How to bundle up Clojure programs for distribution

One of the questions I’ve seen coming up a few times is how to distribute clojure programs. The obvious answer is to build executable JAR files.

A while ago I produced a simple database application for my girlfriends recruitment business, NRecruit. I developed this using Clojure on my Arch Linux based laptop, and deployed to her MacBook running OS X Leopard. The underlying database is sqlite3, but it could just as well be MySQL or anything else that is supported by JDBC. For simplicity I unzip the required JAR files in the root directory of the project and then rebundle them into a single distributable JAR following this guide.

Using QTJambi

That application is in production use right now, but there have been a number of problems with the Swing based GUI. I have been trying to address them, but I find Swing an unnecessarily painful toolkit to use.

Several years back (circa KDE 2, and early KDE 3) I used to do some development with Qt in C++ and Ruby. I have looked at Qt4 a couple of time before and I still feel that Qt is one of the nicest GUI toolkits out there. So I read this blog entry on using Qt4 with clojure with great excitement I started porting the NRecruit database UI over to Qt.
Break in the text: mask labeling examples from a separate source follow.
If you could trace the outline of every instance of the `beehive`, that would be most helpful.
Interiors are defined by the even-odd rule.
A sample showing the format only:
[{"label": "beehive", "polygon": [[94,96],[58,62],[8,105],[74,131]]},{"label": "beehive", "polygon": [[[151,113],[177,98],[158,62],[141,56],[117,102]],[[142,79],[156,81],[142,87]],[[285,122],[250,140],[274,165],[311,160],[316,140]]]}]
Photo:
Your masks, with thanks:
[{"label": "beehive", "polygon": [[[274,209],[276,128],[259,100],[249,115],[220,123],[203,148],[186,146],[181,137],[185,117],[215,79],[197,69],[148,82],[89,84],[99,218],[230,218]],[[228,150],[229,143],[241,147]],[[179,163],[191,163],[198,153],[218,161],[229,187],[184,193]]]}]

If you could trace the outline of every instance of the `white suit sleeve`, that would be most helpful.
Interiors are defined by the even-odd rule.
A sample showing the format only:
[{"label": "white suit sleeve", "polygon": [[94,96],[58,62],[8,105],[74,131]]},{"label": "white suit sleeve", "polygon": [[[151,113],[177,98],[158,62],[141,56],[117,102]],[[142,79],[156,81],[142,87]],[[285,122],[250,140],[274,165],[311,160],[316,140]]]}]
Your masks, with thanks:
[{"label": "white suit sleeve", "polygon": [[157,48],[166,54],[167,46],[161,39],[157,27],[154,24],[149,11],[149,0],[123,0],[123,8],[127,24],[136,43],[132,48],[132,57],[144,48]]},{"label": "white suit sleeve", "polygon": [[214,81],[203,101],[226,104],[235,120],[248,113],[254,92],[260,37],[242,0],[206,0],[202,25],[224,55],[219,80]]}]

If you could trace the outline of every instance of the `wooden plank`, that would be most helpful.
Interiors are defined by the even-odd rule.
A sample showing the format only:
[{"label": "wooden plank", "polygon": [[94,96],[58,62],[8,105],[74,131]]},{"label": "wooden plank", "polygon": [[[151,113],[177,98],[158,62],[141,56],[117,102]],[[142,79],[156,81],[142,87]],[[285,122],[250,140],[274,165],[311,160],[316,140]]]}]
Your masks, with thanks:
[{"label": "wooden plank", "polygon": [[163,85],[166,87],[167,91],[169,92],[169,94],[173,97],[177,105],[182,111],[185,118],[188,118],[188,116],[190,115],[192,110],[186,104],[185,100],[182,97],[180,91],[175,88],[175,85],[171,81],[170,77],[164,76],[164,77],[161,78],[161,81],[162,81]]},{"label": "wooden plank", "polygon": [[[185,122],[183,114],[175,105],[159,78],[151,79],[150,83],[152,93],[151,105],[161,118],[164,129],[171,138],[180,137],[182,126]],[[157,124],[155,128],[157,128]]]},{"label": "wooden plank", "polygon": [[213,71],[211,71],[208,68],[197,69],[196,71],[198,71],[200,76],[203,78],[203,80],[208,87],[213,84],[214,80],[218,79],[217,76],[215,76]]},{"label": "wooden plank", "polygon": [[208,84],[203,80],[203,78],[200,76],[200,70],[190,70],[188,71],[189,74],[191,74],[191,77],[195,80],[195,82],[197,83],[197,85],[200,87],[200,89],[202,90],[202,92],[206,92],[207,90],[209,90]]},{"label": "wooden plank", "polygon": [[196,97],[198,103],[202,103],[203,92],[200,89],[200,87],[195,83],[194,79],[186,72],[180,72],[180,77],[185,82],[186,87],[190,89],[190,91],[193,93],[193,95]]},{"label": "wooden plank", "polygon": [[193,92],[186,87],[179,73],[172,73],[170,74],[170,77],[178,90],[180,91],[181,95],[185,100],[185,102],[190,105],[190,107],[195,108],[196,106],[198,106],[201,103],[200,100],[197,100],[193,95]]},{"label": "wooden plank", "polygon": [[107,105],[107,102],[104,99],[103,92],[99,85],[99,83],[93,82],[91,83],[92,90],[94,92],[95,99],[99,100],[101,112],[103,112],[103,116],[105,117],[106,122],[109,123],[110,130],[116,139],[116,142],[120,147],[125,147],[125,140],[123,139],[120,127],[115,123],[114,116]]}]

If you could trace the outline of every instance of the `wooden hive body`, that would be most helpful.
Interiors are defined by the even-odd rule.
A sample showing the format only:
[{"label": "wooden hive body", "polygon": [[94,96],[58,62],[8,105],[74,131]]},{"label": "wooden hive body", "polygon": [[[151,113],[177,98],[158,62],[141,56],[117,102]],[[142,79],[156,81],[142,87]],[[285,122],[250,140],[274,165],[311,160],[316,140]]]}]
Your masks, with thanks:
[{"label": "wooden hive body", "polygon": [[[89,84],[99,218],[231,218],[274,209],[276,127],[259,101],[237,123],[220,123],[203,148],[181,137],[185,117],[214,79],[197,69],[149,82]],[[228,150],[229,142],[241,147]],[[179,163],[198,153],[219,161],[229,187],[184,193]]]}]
So far I’ve hit two issues. The first one (using Qt Designer files from within Clojure) I’ll address in a later post; the second one is more fundemental. Distributing QtJambi in your jar has a few gotchas. The most succesful approach I’ve found is this:

  • unzip the qtjambi-4.4.3_01.jar and qtjambi-linux32-gcc-4.4.3_01.jar files in your projects root directory (where the version number and platform name vary based on the version of QtJambi you’re using and the platform you’re targetting).
  • When you make your jar file make sure you include the com and lib directories and the file qtjambi-deployment.xml

That leaves me with what I’d describe as a “statically linked” executable (it isn’t in any sense statically linked, but the effect is the same).